With the snake already having bitten a visitor and the knight robot killing the other. Do you feel it took away from the impact of Yul Brynner's gunslinger running amok? Would it have been better if it was more of an "out of the blue"-moment that he, only, malfunctioned and shot the main character?
Moviegoers are already expecting that a robot called "The Gunslinger" is going to end up turning on humans. Having him just kill the protagonist and the film ends would probably be hard to pull off in a satisfying manner, at least in the hands of Michael Crichton who clearly preferred scenarios where *everything* goes to hell, not just one freak accident that claims a single victim.
But wasn't it a given beforehand that the gunslinger is the one off? All the movies frontcover art certainly shows it and in the movie it's not exactly subtle either.
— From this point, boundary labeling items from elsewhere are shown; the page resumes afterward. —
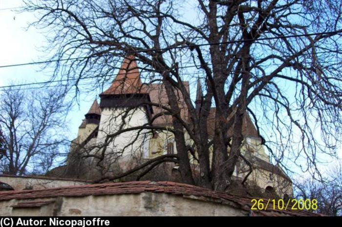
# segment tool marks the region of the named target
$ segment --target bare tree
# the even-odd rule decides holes
[[[290,159],[303,171],[314,172],[319,154],[336,156],[342,138],[340,0],[26,4],[25,10],[40,18],[33,25],[50,32],[48,49],[54,51],[51,60],[57,60],[53,78],[67,77],[76,87],[84,78],[100,85],[112,78],[124,57],[133,54],[145,82],[163,83],[168,105],[140,104],[161,108],[163,114],[171,116],[172,129],[148,124],[107,138],[130,130],[170,131],[186,183],[194,182],[190,153],[199,164],[200,185],[219,190],[229,186],[247,113],[277,163]],[[205,88],[195,104],[186,82],[197,79]],[[187,119],[181,114],[179,93]],[[213,106],[214,136],[210,139]],[[186,144],[185,132],[193,146]]]
[[[63,132],[68,108],[64,95],[56,90],[30,91],[19,87],[1,92],[2,173],[44,173],[62,155],[62,145],[66,142]]]
[[[306,179],[297,184],[298,199],[315,199],[314,212],[330,216],[342,216],[342,165],[334,165],[324,181]]]

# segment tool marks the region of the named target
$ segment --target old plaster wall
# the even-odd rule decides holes
[[[9,185],[15,190],[30,190],[58,187],[63,186],[82,185],[86,182],[74,181],[71,179],[58,179],[43,177],[0,175],[0,182]]]

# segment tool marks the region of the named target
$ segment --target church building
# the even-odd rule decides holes
[[[189,83],[184,83],[190,94]],[[199,105],[203,97],[199,80],[195,89],[195,104]],[[181,116],[189,119],[181,93],[178,96]],[[150,125],[152,121],[154,127],[171,129],[172,118],[163,114],[163,110],[157,105],[149,104],[168,106],[166,91],[161,83],[142,82],[133,56],[124,59],[111,85],[99,97],[99,103],[97,100],[94,101],[82,121],[77,138],[70,147],[67,164],[53,169],[51,176],[93,180],[118,175],[161,155],[177,153],[171,130],[157,131],[142,127]],[[214,114],[215,108],[212,108],[207,123],[211,139],[214,134]],[[245,114],[242,127],[244,140],[241,153],[253,165],[248,184],[280,197],[291,195],[291,179],[279,166],[270,162],[248,114]],[[118,133],[119,130],[122,133]],[[191,141],[187,143],[191,143]],[[193,160],[192,164],[195,171],[196,162]],[[176,164],[160,165],[144,176],[145,179],[181,182]],[[249,170],[241,161],[236,165],[234,177],[241,181]],[[122,180],[133,180],[126,177]]]

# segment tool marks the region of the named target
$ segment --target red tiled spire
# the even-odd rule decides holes
[[[142,93],[144,93],[141,90],[142,84],[135,57],[133,55],[129,55],[124,60],[120,70],[110,87],[101,94]]]

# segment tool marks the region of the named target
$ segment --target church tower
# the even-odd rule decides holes
[[[142,83],[134,56],[125,58],[111,85],[100,94],[100,97],[101,116],[98,142],[106,141],[108,135],[119,130],[141,126],[150,122],[152,113],[148,104],[150,102],[150,95]],[[117,135],[110,144],[106,145],[107,153],[120,153],[123,157],[127,155],[131,158],[132,152],[146,152],[143,150],[147,149],[146,131],[132,130]]]
[[[99,126],[101,117],[101,111],[97,100],[95,100],[88,112],[85,115],[86,119],[79,127],[78,143],[81,143]]]

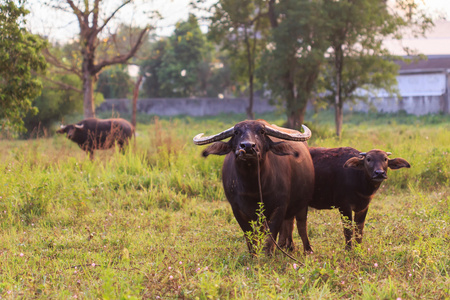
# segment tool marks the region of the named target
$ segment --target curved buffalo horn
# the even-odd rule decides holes
[[[230,136],[232,136],[234,133],[234,126],[222,131],[221,133],[218,133],[216,135],[210,135],[210,136],[203,136],[203,133],[199,133],[196,136],[194,136],[194,144],[196,145],[206,145],[206,144],[210,144],[213,142],[217,142],[217,141],[221,141],[224,140],[226,138],[229,138]]]
[[[305,125],[302,125],[302,127],[305,133],[287,128],[283,128],[281,131],[275,127],[266,125],[266,134],[283,140],[304,142],[309,140],[311,137],[311,130]]]

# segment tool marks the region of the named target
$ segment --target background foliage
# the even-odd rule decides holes
[[[91,162],[62,136],[0,146],[2,298],[445,299],[450,259],[450,125],[445,116],[307,115],[310,146],[380,148],[411,169],[389,171],[363,243],[345,251],[337,210],[311,210],[314,254],[251,257],[197,133],[244,115],[149,120],[136,148]],[[395,116],[395,118],[393,118]],[[262,115],[271,123],[280,115]],[[294,234],[297,246],[301,240]],[[300,247],[301,249],[301,247]]]
[[[0,3],[0,124],[6,130],[22,131],[27,112],[36,113],[31,102],[41,91],[34,73],[45,71],[41,53],[46,43],[24,29],[28,11],[14,1]]]

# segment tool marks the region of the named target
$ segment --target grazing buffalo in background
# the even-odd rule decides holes
[[[244,232],[252,231],[250,221],[257,219],[261,188],[264,215],[273,239],[277,239],[283,221],[290,220],[290,231],[283,232],[280,244],[293,249],[295,217],[304,250],[312,252],[306,216],[314,189],[314,167],[305,143],[311,131],[306,126],[303,128],[305,133],[270,125],[264,120],[243,121],[213,136],[199,134],[194,137],[194,143],[214,142],[203,151],[204,157],[226,155],[222,168],[223,187]],[[221,142],[229,137],[228,142]],[[253,252],[248,239],[247,246]],[[265,243],[266,254],[271,255],[273,250],[274,243],[269,236]]]
[[[61,125],[57,133],[67,133],[67,138],[94,157],[94,150],[109,149],[117,144],[123,151],[134,134],[134,127],[124,119],[90,118],[76,124]]]
[[[310,207],[338,208],[344,223],[346,249],[352,248],[352,211],[355,212],[356,241],[362,242],[370,201],[387,179],[387,169],[409,168],[403,158],[388,159],[381,150],[367,153],[346,148],[310,148],[314,162],[315,188]]]

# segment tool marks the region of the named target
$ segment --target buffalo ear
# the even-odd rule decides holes
[[[230,151],[231,146],[229,145],[229,143],[215,142],[214,144],[203,150],[202,155],[204,157],[207,157],[210,154],[225,155],[230,153]]]
[[[278,142],[278,143],[270,142],[269,145],[270,145],[269,146],[269,150],[272,151],[272,153],[275,154],[275,155],[280,155],[280,156],[292,155],[294,157],[298,157],[299,156],[298,151],[295,150],[294,147],[292,147],[288,143],[285,143],[285,142]]]
[[[401,168],[411,168],[411,165],[405,159],[397,157],[388,161],[388,167],[392,170],[396,170]]]
[[[364,157],[352,157],[349,160],[347,160],[344,164],[344,169],[352,168],[356,170],[362,170],[364,169]]]

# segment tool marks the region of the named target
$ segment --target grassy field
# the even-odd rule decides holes
[[[337,210],[310,211],[315,253],[294,251],[301,263],[248,254],[223,157],[191,142],[243,118],[139,116],[136,147],[94,161],[62,136],[2,140],[1,298],[449,299],[448,116],[353,114],[341,140],[332,114],[307,116],[311,146],[379,148],[412,167],[389,172],[354,250]]]

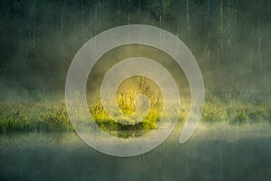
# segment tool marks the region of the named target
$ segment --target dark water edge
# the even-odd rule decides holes
[[[75,133],[0,136],[0,180],[271,180],[271,125],[201,124],[141,156],[116,157]]]

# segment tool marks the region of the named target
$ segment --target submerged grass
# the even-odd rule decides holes
[[[96,123],[104,130],[110,130],[117,137],[138,137],[145,131],[156,129],[161,112],[152,110],[145,120],[132,126],[126,126],[110,119],[100,104],[89,107],[89,112]],[[182,104],[179,119],[185,120],[189,106]],[[217,97],[206,99],[201,121],[215,123],[225,121],[229,124],[270,121],[271,104],[258,104],[231,100],[223,101]],[[126,131],[124,131],[126,130]],[[1,102],[0,133],[11,132],[48,132],[74,131],[70,121],[64,100],[40,102]]]

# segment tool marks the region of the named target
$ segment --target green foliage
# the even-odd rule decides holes
[[[246,110],[239,109],[236,111],[233,117],[229,119],[230,123],[233,124],[240,124],[246,123],[248,121],[248,116],[247,114]]]

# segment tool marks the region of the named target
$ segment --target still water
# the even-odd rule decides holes
[[[116,157],[75,133],[0,137],[0,180],[271,180],[271,124],[201,124],[179,144]]]

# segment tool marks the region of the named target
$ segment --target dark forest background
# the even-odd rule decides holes
[[[63,94],[78,50],[95,34],[132,24],[180,37],[214,94],[267,98],[270,10],[268,0],[1,0],[0,98]]]

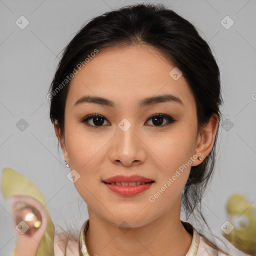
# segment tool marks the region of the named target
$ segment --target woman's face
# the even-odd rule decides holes
[[[196,152],[202,148],[194,99],[184,76],[171,72],[174,68],[148,46],[116,47],[100,51],[72,78],[62,150],[89,214],[116,225],[125,220],[134,227],[164,215],[180,217],[182,190],[191,166],[200,162]],[[168,94],[180,100],[142,103]],[[76,104],[85,96],[106,100]],[[104,104],[106,100],[112,106]],[[102,118],[81,122],[92,114]],[[102,182],[134,174],[154,182],[128,196]]]

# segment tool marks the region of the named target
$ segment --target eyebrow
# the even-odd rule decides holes
[[[176,102],[184,104],[181,100],[179,98],[174,95],[166,94],[146,98],[140,102],[140,107],[144,107],[164,102]],[[74,106],[83,102],[95,103],[100,105],[112,108],[114,108],[116,106],[114,102],[112,100],[102,97],[95,96],[84,96],[76,102]]]

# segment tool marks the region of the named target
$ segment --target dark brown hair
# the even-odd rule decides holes
[[[64,134],[64,108],[70,84],[67,76],[79,68],[80,63],[86,64],[85,60],[96,49],[143,44],[160,50],[182,72],[195,98],[198,132],[213,114],[221,119],[220,70],[208,44],[193,24],[174,11],[162,4],[147,3],[126,6],[92,19],[64,49],[48,94],[50,120],[52,124],[58,121],[62,136]],[[201,200],[214,172],[219,126],[220,122],[210,154],[199,165],[192,166],[182,200],[186,219],[192,214],[196,220],[202,220],[209,230]],[[206,237],[206,241],[217,252],[228,254]]]

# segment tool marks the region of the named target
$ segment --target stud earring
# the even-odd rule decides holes
[[[68,161],[68,159],[65,159],[65,162],[66,162],[66,161]],[[66,163],[66,167],[67,168],[70,168],[70,165]]]

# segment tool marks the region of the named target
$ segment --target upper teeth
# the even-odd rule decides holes
[[[112,185],[118,185],[118,186],[135,186],[137,185],[142,185],[145,184],[144,182],[112,182]]]

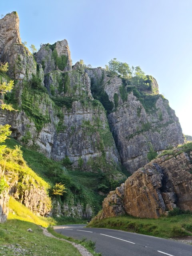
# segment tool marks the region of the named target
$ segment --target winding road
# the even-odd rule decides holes
[[[54,227],[64,236],[96,242],[95,251],[102,256],[192,256],[192,246],[170,239],[106,228],[85,228],[85,225]]]

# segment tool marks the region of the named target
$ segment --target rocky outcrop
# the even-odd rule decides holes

He wouldn't have to kill the protagonist and the movie ends it could've transpired just as it did minus the other androids malfunctioning.
The thing is that a widespread robot malfunction means humans in the park were overwhelmed and the protagonist had no one to turn to for help.
It isn't impossible to make an entertaining movie where the Gunslinger is the only malfunctioning robot, e.g. the protagonist could try to enlist the help of other humans and "good" robots to try to stop him. But the tone of such a movie would be a lot less bleak and probably not something Crichton would be interested in.
That's true. But then at the same time it also detracts somewhat from Yul's robot. The walk, talk, stare everything that made him so uncanny are now really not all that essential parts when others malfunction anyway.